Introduction
The definitions of ‘information architecture’ and ‘data architecture’ are, unfortunately, pretty broad. They cover many areas of systems engineering and are applicable across several disciplines, including the design of business processes, user experiences, and software implementations. Every concept you can find in any accepted definition for the terms has value. A practitioner looking to apply them can find a way to tailor each point to their perspective, and whatever implementation they reach can be considered ‘valid’ under the broader umbrella of the terms.
I say “unfortunately” as this broad inclusivity means practitioners can easily be turned away by the sheer scale of the definitions. Trying to cover every point and tailor each one for every responsibility would take a lot of time, and the value gained may never be evident, let alone justify the cost. Therefore, many people ignore the complete definitions and focus on specific areas directly applicable to their daily responsibilities, often without even considering that “I am working on the data architecture of my system.”
We’re already doing the work
For product owners, this “implicit information architecture” could mean deciding what the user needs to do within the product and ensuring they have the information they need to perform their task. UX designers may focus on providing users with the most efficient workflow possible when accessing their data and completing their activities. And a software engineer may focus on how the data is stored and retrieved in a performant and robust way to allow the users to perform their activities. These are typical day-to-day responsibilities for each role type. Many undertake these activities without realizing they are valid concepts within the broad information or data architecture umbrella.

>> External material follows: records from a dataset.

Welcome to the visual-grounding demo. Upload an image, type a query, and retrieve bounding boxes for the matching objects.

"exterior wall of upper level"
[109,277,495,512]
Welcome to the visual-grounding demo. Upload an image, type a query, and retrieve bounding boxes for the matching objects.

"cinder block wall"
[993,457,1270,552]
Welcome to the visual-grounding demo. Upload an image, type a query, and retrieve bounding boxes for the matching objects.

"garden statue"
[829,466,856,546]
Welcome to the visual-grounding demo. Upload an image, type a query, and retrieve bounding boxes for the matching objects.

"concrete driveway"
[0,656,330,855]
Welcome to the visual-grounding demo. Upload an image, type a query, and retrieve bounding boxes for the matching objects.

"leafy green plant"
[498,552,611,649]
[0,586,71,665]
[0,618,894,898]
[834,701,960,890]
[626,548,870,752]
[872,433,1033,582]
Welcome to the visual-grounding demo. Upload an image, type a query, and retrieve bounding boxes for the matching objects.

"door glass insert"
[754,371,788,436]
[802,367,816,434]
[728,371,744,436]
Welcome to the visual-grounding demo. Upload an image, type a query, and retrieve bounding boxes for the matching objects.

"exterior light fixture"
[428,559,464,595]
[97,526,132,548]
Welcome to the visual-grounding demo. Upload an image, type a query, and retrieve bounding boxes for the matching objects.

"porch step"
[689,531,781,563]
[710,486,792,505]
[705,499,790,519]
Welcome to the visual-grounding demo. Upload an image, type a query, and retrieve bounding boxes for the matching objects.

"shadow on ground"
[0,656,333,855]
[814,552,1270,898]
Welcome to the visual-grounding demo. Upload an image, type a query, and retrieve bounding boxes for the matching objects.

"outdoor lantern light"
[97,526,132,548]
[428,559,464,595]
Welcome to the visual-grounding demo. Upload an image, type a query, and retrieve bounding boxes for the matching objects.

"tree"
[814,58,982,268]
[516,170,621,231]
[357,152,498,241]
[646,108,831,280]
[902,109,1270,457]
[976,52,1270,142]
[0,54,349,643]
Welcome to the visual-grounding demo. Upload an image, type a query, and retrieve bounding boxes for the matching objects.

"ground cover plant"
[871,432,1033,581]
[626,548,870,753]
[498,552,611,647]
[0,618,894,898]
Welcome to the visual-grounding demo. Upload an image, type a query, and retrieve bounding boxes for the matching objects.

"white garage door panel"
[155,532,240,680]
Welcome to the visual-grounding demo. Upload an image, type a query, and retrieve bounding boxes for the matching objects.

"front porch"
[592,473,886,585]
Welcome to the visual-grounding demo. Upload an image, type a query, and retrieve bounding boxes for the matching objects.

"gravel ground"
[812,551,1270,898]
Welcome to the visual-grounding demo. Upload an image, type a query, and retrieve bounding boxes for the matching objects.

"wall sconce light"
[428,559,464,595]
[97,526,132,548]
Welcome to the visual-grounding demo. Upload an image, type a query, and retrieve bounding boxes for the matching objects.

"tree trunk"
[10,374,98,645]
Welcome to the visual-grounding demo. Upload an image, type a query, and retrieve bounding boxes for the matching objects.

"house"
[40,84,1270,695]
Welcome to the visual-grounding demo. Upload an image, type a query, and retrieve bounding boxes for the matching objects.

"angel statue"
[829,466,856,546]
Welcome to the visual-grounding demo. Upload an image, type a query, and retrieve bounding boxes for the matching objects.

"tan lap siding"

So if we’re already doing the work, what’s the problem? Hiding these activities as simple implementation detail tasks behind other “more important” work (feature development) means their output is rarely captured and published, leading to confusion (friction) and repetition (waste). Elevating the importance of data within a system and treating it as a primary concept when considering a product’s value can help to reduce such friction and waste.
Rather than cover every data architecture concept, this article focuses on a few areas that often get overlooked as to their value. End users benefit from them with a consistent, logical, and performant product. All the teams involved in the system’s design, implementation, and maintenance similarly benefit over time through clarity and consistency, whether they realize it or not.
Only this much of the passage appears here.